Изменить стиль страницы

Утренняя служба начиналась с органной импровизации. Вероятно, очень медленно исполнялся вальс Штрауса. Орган был старым, и его скрипы и вздохи порой звучали отчетливее, чем мелодия. Орган раздувался обычным ручным насосом, из-за него весь процесс становился весьма шумным; и Рекс Браун, который раздувал орган, спрятавшись в ящике — видимый только нам, хору, — разнообразил себе работу, беззвучно пародируя органиста или вырезая на деревяшках имена девушек.

Этим утром служба была необычной. Она была посвящена роли Ковчега для рода человеческого перед лицом вечно грозящего всемирного потопа. Сейчас у нас нет надобности в Ковчеге, но когда потоп придет, в нем утонет гордость, и останешься один, как перст. И, как уже было, лев встанет на колени перед ланью, голубь сядет на шею ястребу, овца прикорнет возле волка, мы станем согреваться друг о друга и поймем, что мы создания одного мира…

Так проходило воскресное утро. Когда служба заканчивалась, люди, посплетничав немного между надгробий, степенно шли домой к мясному обеду, чтобы затем вздремнуть с газетой в руках. Старшее поколение с наслаждением отдавалось дреме весь долгий полдень, а молодежь снова шла в Воскресную Школу. Наступало время вечернего песнопения, которое так же отличалось от заутрени, как уютное место свидания от Трафальгарской площади, когда на ней проводится ралли. Атмосфера была мягче, трепетнее, более конфиденциальной; считалось, что явка на службу добровольная. Но мы, мальчики из хора, конечно, обязаны были приходить, хотя остальные приходили по желанию.
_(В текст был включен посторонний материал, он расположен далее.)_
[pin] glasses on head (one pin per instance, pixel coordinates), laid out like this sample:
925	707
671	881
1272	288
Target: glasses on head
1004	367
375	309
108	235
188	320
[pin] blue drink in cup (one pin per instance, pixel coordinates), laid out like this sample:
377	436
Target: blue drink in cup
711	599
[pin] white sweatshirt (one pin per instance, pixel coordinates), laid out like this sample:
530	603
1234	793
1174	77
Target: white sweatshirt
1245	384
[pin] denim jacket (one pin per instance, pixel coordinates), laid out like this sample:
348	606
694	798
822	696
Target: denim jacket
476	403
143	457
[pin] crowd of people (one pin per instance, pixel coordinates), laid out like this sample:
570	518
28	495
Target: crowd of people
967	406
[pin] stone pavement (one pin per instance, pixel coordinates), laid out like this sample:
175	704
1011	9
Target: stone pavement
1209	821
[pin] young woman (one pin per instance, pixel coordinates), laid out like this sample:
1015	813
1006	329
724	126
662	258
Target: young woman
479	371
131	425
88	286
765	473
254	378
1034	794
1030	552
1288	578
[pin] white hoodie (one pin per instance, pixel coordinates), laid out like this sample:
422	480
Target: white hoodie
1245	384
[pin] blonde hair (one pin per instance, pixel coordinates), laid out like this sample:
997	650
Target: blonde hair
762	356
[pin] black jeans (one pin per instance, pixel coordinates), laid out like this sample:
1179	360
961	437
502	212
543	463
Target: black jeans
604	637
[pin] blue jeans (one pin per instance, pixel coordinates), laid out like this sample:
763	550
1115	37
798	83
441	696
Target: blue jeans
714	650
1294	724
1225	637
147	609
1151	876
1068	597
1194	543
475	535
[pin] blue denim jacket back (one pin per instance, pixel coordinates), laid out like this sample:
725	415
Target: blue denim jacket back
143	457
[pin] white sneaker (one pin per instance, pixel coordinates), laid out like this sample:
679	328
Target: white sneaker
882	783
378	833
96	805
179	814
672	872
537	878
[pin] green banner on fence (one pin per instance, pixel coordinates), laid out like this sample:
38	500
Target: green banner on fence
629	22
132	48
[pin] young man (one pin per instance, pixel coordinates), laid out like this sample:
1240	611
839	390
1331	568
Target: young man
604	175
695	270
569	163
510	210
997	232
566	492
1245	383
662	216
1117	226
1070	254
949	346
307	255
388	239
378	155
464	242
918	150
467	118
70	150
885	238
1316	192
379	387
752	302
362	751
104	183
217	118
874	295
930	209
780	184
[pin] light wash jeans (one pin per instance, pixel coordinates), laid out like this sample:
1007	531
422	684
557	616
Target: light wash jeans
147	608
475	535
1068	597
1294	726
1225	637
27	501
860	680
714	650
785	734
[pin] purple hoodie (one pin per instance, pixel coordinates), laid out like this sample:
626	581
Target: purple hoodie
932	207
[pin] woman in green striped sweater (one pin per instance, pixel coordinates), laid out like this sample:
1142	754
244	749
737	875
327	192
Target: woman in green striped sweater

Вечером церковь, вырастающая в темном церковном дворе, виделась полоской красных освещенных окон. Внутри, из-за масляных ламп и замерших свечей, пространство резко сужалось тенями. Сейчас утренний образ исчезал; неф становился родным, сонным. На этот раз присутствовало всего несколько прихожан, каждая одинокая фигурка существовала сама по себе, отдельно от остальных, глубоко погруженная в себя: мисс Бэгналл, вдова Уайт, женщина, убирающая церковь, вдовец и, в самом дальнем углу, почтальон. Служба совершалась почти что мечтательно, наши гимны звучали тихо и ностальгически. Псалмы всегда исполнялись традиционно и никогда не варьировались, их можно было петь без нот. Разрозненные верующие, полускрытые темнотой, пели, будто просили лично за себя самих. «Боже, дай своему слуге уйти в мире…» Слова выпевались с закрытыми глазами, дрожащим голосом. Утром так петь было невозможно.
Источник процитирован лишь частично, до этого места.